A 29 year old white mother is escorting her five year old daughter to school; they are walking at a slow pace, hand in hand. The mother, a Barnard College graduate (in American Studies) is a well- educated, forward thinking person and an ardent supporter of civil rights, donating annually to the NAACP and the Urban League, and an outspoken opponent of racial prejudice .They notice another young mother, who it happens, is black, similarly accompanying her young child to school. The white mother’s little daughter feels a very subtle squeeze of her hand, an act, virtually unconscious, of which her mother would be completely mortified if she were made aware of it; the explanation for this dynamic is no less than the fundamental and universal basis for all racial and ethnic prejudice.
Historians will readily identify past episodes of strife and injustice and suggest that such events are the root causes of today’s many ills, offering factual accounts which underlay their theories; we do emphatically disagree.

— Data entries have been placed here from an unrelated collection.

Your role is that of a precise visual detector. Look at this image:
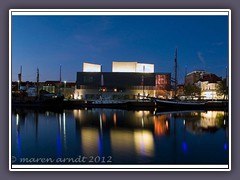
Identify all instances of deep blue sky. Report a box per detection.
[11,16,228,82]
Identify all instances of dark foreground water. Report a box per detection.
[11,109,229,164]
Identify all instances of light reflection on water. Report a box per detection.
[12,109,228,164]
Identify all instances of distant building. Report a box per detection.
[112,61,154,73]
[74,72,171,99]
[83,63,102,72]
[197,73,223,100]
[185,70,207,85]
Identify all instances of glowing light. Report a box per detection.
[224,143,227,151]
[16,114,19,126]
[112,62,154,73]
[83,63,101,72]
[182,141,187,154]
[81,128,100,156]
[134,130,154,156]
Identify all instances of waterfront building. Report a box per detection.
[197,73,223,100]
[74,62,171,100]
[185,70,207,86]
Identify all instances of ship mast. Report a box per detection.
[174,48,178,98]
[37,68,39,96]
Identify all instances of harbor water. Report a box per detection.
[10,108,229,165]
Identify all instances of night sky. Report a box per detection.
[10,15,228,83]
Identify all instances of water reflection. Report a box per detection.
[12,109,228,164]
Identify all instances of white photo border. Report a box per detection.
[9,9,231,171]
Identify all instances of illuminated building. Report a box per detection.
[74,72,171,99]
[83,63,102,72]
[112,61,154,73]
[185,70,206,85]
[74,62,171,100]
[197,74,223,99]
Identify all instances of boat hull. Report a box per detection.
[155,99,205,109]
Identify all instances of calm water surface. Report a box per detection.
[11,109,229,164]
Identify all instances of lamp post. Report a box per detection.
[63,81,67,97]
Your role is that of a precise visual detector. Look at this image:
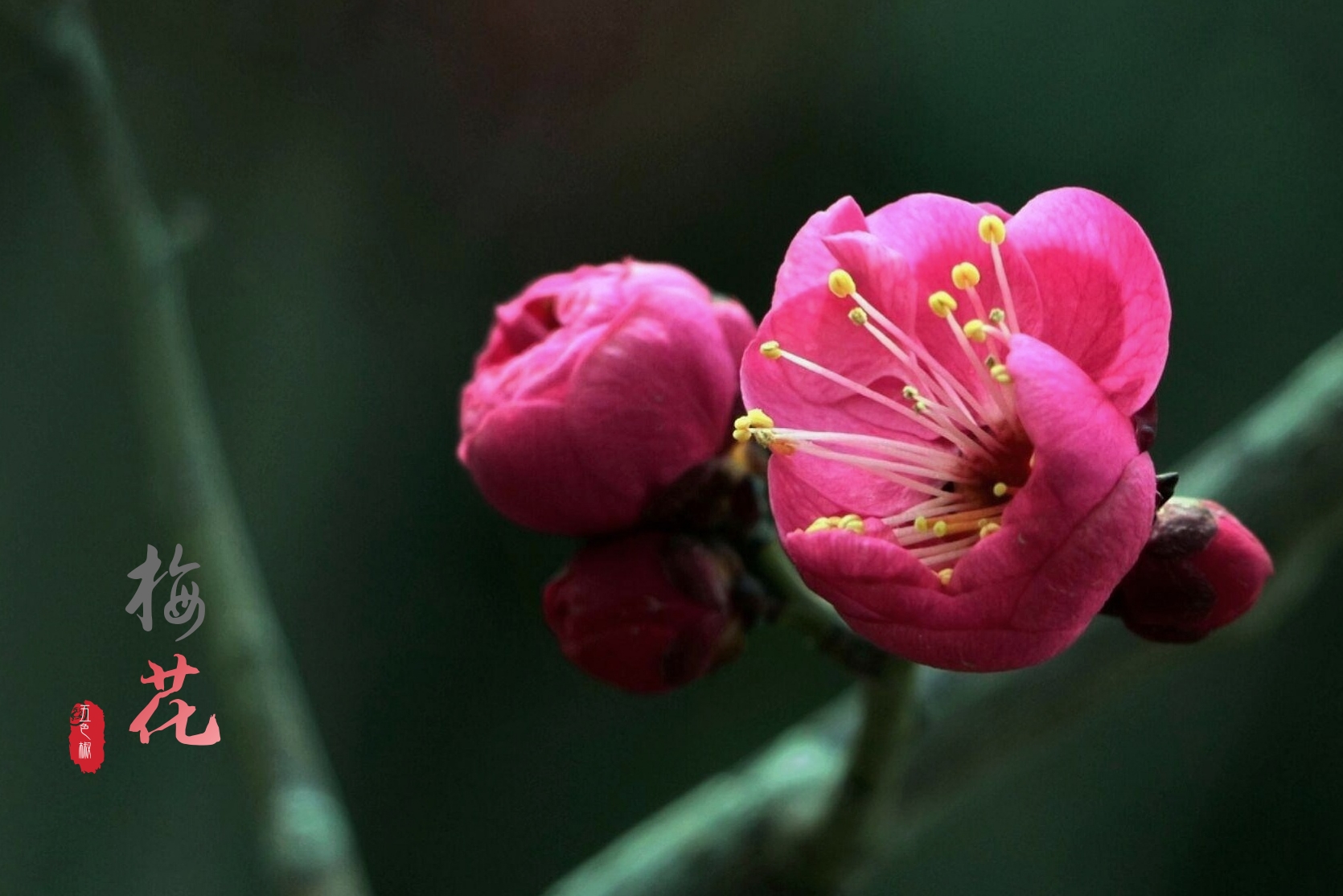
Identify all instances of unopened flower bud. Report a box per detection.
[544,532,751,693]
[1105,497,1273,642]
[457,261,755,535]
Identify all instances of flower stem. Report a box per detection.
[747,529,896,678]
[0,6,369,896]
[776,657,918,896]
[751,537,918,896]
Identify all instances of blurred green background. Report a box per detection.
[0,0,1343,896]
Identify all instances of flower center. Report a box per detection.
[733,215,1034,585]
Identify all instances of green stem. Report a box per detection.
[784,657,918,896]
[0,0,369,896]
[751,539,918,896]
[748,529,896,678]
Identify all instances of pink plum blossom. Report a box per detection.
[1105,497,1273,643]
[457,261,755,535]
[734,188,1170,672]
[544,532,750,693]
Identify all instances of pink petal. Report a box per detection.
[768,451,922,532]
[741,283,924,435]
[784,336,1155,672]
[774,196,868,302]
[1003,187,1171,413]
[858,194,1041,403]
[458,287,737,535]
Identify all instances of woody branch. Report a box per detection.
[547,333,1343,896]
[0,6,369,896]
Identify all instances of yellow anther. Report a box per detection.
[979,215,1008,246]
[951,262,979,289]
[928,289,956,317]
[732,407,774,450]
[743,407,774,430]
[830,267,858,298]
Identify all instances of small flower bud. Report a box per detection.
[1105,499,1273,642]
[544,532,751,693]
[457,261,755,535]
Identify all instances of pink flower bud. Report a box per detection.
[1105,499,1273,642]
[545,532,747,693]
[457,261,755,535]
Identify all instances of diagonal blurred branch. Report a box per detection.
[548,333,1343,896]
[0,0,369,896]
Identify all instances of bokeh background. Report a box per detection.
[0,0,1343,896]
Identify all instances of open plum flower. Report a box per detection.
[734,188,1170,672]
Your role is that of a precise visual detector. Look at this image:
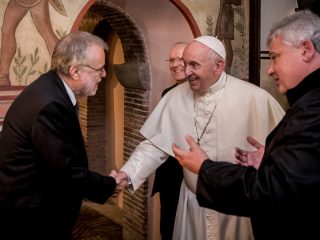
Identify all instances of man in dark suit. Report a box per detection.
[0,32,117,240]
[152,42,187,240]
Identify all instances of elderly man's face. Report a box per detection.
[76,45,106,96]
[169,44,186,82]
[268,37,306,93]
[183,41,219,92]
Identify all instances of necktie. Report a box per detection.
[74,102,79,117]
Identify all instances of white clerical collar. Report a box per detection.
[201,72,227,94]
[62,80,77,106]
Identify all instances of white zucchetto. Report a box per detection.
[194,36,226,60]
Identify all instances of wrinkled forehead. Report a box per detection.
[183,41,212,59]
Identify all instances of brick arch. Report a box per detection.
[72,2,150,240]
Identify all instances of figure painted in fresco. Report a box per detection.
[215,0,241,73]
[0,0,67,86]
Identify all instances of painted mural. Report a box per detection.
[182,0,249,80]
[0,0,87,88]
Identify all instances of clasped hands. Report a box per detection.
[109,170,129,198]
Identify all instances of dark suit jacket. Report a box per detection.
[0,71,116,240]
[197,69,320,240]
[152,84,183,240]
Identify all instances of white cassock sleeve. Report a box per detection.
[120,140,169,191]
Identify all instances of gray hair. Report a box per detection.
[267,10,320,52]
[51,31,108,76]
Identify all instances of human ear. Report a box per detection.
[300,40,315,61]
[69,66,80,79]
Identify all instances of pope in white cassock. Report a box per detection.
[120,36,284,240]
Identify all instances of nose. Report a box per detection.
[267,63,274,76]
[184,65,192,77]
[101,68,107,77]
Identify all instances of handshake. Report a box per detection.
[109,170,129,198]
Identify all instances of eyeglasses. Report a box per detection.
[166,58,184,64]
[81,64,106,75]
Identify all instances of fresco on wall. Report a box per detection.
[182,0,249,80]
[0,0,87,88]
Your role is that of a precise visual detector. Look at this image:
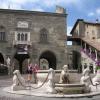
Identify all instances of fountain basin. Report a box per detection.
[55,84,86,94]
[37,70,82,83]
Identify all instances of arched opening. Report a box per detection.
[14,53,30,73]
[0,53,4,64]
[39,51,56,69]
[73,51,81,71]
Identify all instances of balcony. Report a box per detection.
[13,41,32,45]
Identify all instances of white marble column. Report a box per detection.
[84,43,86,52]
[93,63,96,74]
[89,47,92,56]
[95,50,98,61]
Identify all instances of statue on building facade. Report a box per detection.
[47,68,57,94]
[11,70,25,91]
[59,65,69,83]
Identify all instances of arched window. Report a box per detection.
[0,26,6,41]
[17,33,20,41]
[21,33,24,41]
[25,34,27,41]
[40,28,48,43]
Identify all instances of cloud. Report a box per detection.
[0,0,80,11]
[96,8,100,15]
[67,26,73,36]
[88,12,95,16]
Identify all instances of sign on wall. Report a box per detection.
[17,21,28,28]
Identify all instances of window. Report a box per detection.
[17,33,20,41]
[25,34,27,41]
[0,26,6,41]
[21,33,24,41]
[40,28,48,43]
[17,32,30,41]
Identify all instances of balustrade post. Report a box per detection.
[84,43,86,52]
[89,47,92,56]
[95,50,98,61]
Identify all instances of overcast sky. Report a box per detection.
[0,0,100,33]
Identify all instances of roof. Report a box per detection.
[0,9,67,17]
[81,38,100,51]
[70,19,100,34]
[70,19,84,34]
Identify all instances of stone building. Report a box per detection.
[69,19,100,73]
[0,7,67,73]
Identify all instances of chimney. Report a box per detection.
[96,19,99,23]
[56,5,66,14]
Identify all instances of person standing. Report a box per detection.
[6,57,11,75]
[33,64,39,83]
[27,63,32,82]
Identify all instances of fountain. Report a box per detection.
[3,65,100,97]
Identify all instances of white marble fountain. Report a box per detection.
[3,65,100,97]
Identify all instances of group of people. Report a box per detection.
[27,63,39,83]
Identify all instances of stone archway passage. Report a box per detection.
[0,53,4,64]
[39,51,56,69]
[14,53,30,73]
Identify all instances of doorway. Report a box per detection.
[39,51,56,69]
[14,53,30,73]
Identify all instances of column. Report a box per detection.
[89,47,92,56]
[95,49,98,61]
[84,43,86,52]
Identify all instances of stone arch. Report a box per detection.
[40,28,48,43]
[72,50,81,70]
[0,25,6,41]
[39,51,57,69]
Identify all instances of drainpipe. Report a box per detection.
[95,49,98,61]
[84,43,86,52]
[89,47,92,57]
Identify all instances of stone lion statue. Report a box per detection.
[80,67,90,86]
[92,70,100,85]
[11,70,25,91]
[59,65,69,84]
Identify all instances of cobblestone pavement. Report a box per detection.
[0,76,100,100]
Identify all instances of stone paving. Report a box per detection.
[0,76,100,100]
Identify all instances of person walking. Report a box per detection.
[27,63,32,82]
[33,64,39,83]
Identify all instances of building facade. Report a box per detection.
[0,8,67,73]
[71,19,100,73]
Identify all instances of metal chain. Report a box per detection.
[15,73,49,89]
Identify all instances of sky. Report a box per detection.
[0,0,100,35]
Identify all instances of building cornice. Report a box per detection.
[0,9,67,17]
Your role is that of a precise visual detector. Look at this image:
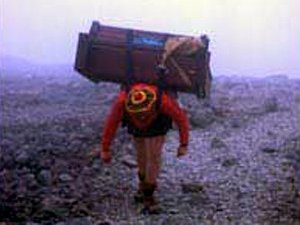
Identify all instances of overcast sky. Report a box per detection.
[0,0,300,78]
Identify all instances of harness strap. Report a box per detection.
[126,29,134,91]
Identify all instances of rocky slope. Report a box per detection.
[0,70,300,225]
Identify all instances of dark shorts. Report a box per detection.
[124,114,172,137]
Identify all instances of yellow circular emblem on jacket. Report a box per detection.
[125,87,157,113]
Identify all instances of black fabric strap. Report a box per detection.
[126,30,134,91]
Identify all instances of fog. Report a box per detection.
[0,0,300,78]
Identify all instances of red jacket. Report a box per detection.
[101,84,189,151]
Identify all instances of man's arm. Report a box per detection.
[161,94,189,147]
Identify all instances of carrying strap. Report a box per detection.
[126,30,134,91]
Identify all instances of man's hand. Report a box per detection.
[100,150,111,163]
[177,146,187,158]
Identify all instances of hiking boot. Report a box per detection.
[141,196,161,214]
[133,189,144,203]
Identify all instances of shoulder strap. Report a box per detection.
[126,29,134,92]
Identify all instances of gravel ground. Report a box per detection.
[0,66,300,225]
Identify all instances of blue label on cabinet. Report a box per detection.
[133,37,164,47]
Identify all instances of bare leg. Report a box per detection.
[135,136,165,212]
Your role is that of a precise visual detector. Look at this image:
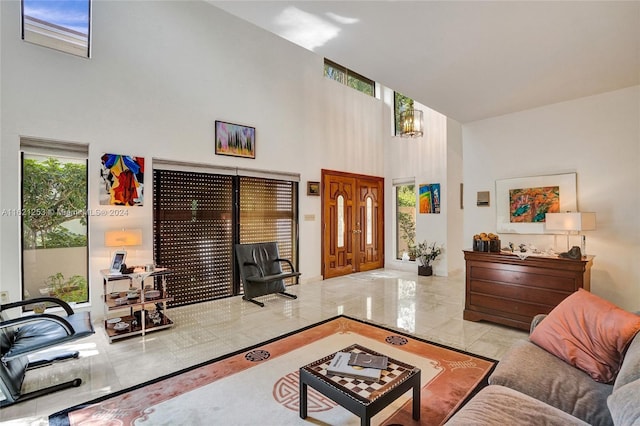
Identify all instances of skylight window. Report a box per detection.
[324,58,376,96]
[22,0,91,58]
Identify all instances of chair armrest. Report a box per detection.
[0,314,76,335]
[0,297,73,315]
[243,261,264,278]
[273,258,296,272]
[529,314,547,334]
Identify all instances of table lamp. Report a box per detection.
[104,229,142,249]
[545,212,596,256]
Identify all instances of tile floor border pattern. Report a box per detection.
[0,269,527,425]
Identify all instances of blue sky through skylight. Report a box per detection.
[23,0,89,34]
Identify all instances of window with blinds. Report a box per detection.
[239,177,298,290]
[153,169,298,306]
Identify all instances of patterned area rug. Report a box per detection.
[49,316,495,426]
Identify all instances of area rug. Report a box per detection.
[49,316,495,426]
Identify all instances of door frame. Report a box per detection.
[320,169,385,279]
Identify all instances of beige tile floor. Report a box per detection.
[0,269,527,425]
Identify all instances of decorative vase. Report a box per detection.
[418,265,433,277]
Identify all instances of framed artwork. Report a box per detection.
[216,121,256,158]
[100,154,144,206]
[307,181,320,195]
[418,183,440,214]
[496,173,577,234]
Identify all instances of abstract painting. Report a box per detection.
[216,121,256,158]
[418,183,440,213]
[100,154,144,206]
[509,186,560,223]
[496,173,577,234]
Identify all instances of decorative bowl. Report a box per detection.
[107,317,122,328]
[144,290,160,300]
[113,322,129,331]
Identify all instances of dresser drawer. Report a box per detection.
[463,250,593,330]
[470,279,572,307]
[469,293,553,322]
[470,263,577,292]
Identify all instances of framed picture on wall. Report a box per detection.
[307,181,320,195]
[215,121,256,158]
[496,173,578,234]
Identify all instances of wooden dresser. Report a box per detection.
[464,250,593,330]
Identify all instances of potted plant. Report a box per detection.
[415,240,444,276]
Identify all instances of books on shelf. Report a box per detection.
[327,352,386,381]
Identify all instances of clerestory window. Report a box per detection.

The horrible bloodshed between Sunni and Shia Muslims as they say, can be traced back to a 7th Century dispute as to the proper method of succession to Prophet Mohammad, either by familial inheritance or by democratic vote. The Greek-Turkish enmity, historians say, dates back to the military defeat of Greece by the Ottoman forces, under Kemal Ataturk. The Irish-English conflicts are fueled by past wars concerning religion and economics; the Protestant-Catholic troubles including the 30 year’s war dating back to Luther. Anti-Semitism, they will tell you is rooted in the scandalous claim that the Jews were responsible for the death of Jesus. These may, in general, be rather accurate depictions of historical events but are, in reality, not at all the dynamic basis for bigotry and prejudice in our modern times.
To our point, as we have previously stated, it is only by the random accident of birth that we acquire our respective features, culture and belief systems. Some, undoubtedly well intentioned parent or other adult soon sows the pernicious seed of “we” and “they” (perhaps to give the child a sense of belonging) in the fertile and imaginative mind of the young person. From such unfortunate implantation, thereafter mythologies about the “other” are created, perhaps then evangelistic inclinations and thereafter, conflict and war. This problem is fundamental and timeless and not founded upon the recalled horrors of the past (undoubtedly due to similar causes). We must consciously and effectively amend our messages to our young concerning “we” and “they” and find a way to inculcate a more appropriate consciousness of an “us” and a respect and appreciation for diversity. Others may have differing belief systems and sometimes even look a little different from us but the young must be taught that we are all life tenants on the planet. This will take generations, much to the justified dismay and impatience of those who are the victims of discrimination, but it seems to be the only effective and enduring way. In the interim, we certainly can be good neighbors and friends to each other
The mother, unaware that she subtly squeezed her daughter’s hand is a good person, but undoubtedly a product of an early “we” “they” upbringing; the daughter is now, unfortunately, another. –p.